Los estados han proporcionado tradicionalmente servicios de salud universales, gratuitos o a bajo costo, para quienes no son elegibles para el sistema contributivo. Sin embargo, las prestaciones públicas a menudo enfrentan limitaciones cuantitativas y/o cualitativas. La falta de cobertura de algún tipo de aseguramiento se asocia a un menor uso de los servicios de salud.
En resumen, los ocupados informales enfrentan menor estabilidad laboral e ingresos, menores remuneraciones, y un acceso más limitado a beneficios sociales. No están asegurados contra accidentes y enfermedades laborales. Incluso en condiciones económicas favorables, la modificación de los determinantes estructurales de la informalidad sería un proceso prolongado. Por ello, es conveniente implementar rápidamente políticas que atiendan la falta de cobertura generada por un sistema de protección predominantemente contributivo y expandir mecanismos con enfoque universal.
El Seguro de Desempleo en América Latina
El seguro de desempleo actúa como un "salvavidas" financiero, un colchón de emergencia para amortiguar los golpes económicos derivados de la pérdida del trabajo. Aunque no es el único instrumento de protección social, es recomendado por expertos laborales.
En América Latina, solo seis países cuentan con seguro de desempleo: Argentina, Brasil, Chile, Colombia, Ecuador y Uruguay. La información sobre Venezuela es incierta.

El pago de una indemnización al ser despedido es un mecanismo rudimentario y las condiciones varían significativamente. El seguro de desempleo es una alternativa más robusta.
¿Cómo funciona el seguro de desempleo?
Aunque varía entre países, el seguro de desempleo generalmente:
- Ofrece un beneficio que dura en promedio unos seis meses.
- Los pagos disminuyen gradualmente para incentivar la búsqueda de empleo.
¿A cuántos beneficia el seguro de desempleo?
Solo un 17% de los cesantes en América Latina tiene acceso a un seguro de desempleo. Si se excluye a Chile y Uruguay, la cifra desciende al 6%.
La principal barrera: la informalidad laboral
El alto grado de informalidad laboral en los países de la región es la principal barrera para la extensión del seguro de desempleo.

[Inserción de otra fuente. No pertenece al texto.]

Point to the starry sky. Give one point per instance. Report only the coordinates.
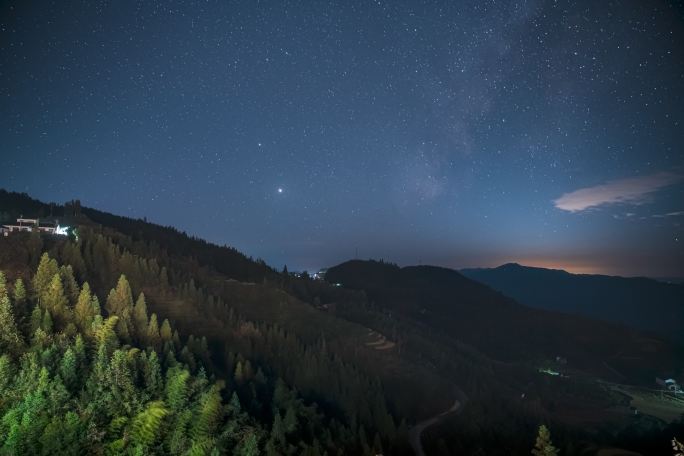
(456, 133)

¿Quién paga el seguro de desempleo?
En algunos países, el seguro es financiado por el empleador, el trabajador y el Estado, con fórmulas y montos que difieren sustancialmente.
Funcionamiento del seguro de desempleo en países seleccionados:
- Argentina: Vigente desde 1991, para asalariados del sector privado despedidos sin causa justa o por fuerza mayor. Incluye asignación básica, asignaciones familiares, cobertura médica y reconocimiento de antigüedad para la jubilación.
- Brasil: Vigente desde 1986, para asalariados despedidos sin causa justa con 12 aportes mensuales al Seguro Social. Se basa en un promedio salarial de los tres meses previos al desempleo.
- Chile: Vigente desde 2001, para asalariados del sector privado. Ofrece la Cuenta Individual por Cesantía y el Fondo de Cesantía Solidario, con pagos monetarios básicos, asignaciones familiares, cobertura médica y reconocimiento de antigüedad.
- Colombia: Vigente desde 2013, para trabajadores con 1-2 años de aportes a la Caja de Compensación Familiar en los últimos tres años. Incluye contribuciones a salud y pensiones, bono de alimentación, subsidio familiar y asistencia en la búsqueda de empleo.
- Ecuador: Vigente desde 2016, para asalariados despedidos con al menos 24 meses de contribuciones al Seguro Social y 60 días sin trabajo. Ofrece una asignación básica mensual decreciente.
- Uruguay: Vigente desde 1991, para asalariados del sector privado despedidos o suspendidos. La asignación básica mensual es un porcentaje decreciente del salario promedio de los seis meses previos al desempleo.